A few days ago, a lot of space was given to complain about the Democratic party’s use of super delegates and their not backing the “will of the people,” aka “the Bernie supporters.” Well, personally I don’t think the caucus system represents the “will of the people” as much as it represents those who want to spend five or six hours on a Saturday arguing politics, rather than do something else, like yard work, taking your dogs for a walk, taking in your kid’s ballgame.

Sorry, I just don’t have the time to go sit somewhere on a Saturday and argue the merits of A over B for hours on end. For those who do, please don’t think you “represent the will of the people,” because you don’t. You actually represent the will of the people with nothing better to do on a Saturday, which is a bit sad in its own way. I would support your argument about the super delegates if the DNC had a primary with ballots sent to all registered Democrats. People could make their vote and be done with it rather than spend time with a bunch of strangers in a hall, yammering back and forth.

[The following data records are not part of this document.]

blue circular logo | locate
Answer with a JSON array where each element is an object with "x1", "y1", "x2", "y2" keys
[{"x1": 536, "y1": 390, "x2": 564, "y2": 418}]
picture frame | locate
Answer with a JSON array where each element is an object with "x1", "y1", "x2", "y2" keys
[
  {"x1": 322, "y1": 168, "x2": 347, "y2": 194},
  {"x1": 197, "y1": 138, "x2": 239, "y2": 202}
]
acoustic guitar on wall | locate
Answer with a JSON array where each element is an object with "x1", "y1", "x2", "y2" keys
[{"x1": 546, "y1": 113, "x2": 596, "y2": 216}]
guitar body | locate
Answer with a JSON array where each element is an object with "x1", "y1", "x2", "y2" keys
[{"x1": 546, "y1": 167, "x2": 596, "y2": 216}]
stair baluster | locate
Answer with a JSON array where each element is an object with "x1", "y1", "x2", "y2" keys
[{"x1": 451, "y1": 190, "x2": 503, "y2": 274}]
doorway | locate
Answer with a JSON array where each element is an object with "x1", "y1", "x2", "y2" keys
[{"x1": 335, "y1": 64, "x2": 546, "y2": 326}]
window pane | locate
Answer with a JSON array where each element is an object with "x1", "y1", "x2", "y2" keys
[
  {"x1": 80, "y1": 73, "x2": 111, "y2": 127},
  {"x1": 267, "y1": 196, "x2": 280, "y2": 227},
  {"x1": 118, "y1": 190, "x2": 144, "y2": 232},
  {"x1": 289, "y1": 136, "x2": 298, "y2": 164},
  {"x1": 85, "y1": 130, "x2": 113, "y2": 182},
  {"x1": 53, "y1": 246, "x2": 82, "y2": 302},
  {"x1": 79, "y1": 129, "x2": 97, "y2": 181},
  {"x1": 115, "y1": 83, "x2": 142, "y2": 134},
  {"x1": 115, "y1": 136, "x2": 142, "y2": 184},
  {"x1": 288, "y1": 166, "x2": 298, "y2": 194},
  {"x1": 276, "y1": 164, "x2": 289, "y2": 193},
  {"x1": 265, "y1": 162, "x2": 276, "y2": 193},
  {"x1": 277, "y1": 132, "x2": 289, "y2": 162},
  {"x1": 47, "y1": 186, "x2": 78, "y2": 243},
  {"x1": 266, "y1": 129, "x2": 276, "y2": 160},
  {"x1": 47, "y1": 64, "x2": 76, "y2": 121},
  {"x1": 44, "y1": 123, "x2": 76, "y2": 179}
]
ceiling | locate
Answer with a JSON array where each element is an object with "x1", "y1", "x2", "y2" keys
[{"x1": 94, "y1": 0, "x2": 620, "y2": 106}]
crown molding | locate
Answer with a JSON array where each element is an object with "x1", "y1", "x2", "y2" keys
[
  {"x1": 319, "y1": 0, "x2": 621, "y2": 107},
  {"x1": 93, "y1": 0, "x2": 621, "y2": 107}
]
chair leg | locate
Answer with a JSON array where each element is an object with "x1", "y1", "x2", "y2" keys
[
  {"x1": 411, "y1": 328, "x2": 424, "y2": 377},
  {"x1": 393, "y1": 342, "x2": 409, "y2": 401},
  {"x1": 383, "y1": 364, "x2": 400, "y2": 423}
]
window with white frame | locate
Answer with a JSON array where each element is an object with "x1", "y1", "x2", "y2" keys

Just have a primary, vote, count em and you have a result. I would just like a ballot that I can fill out how I please and not have to spend the day arguing over “why?” with somebody I really don’t want to know or be trapped in a room with for six hours.

I can’t back a process that a couple hundred thousand people spend a Saturday on, when close to 2 million voted Democrat last presidential election. Roughly 3 percent of those Democratic voters on caucus Saturday participated. Put it on a primary ballot, send it out, get them back, count them and leave no doubt. I am sorry, the caucus process isn’t representative of anybody and does both candidates a disservice.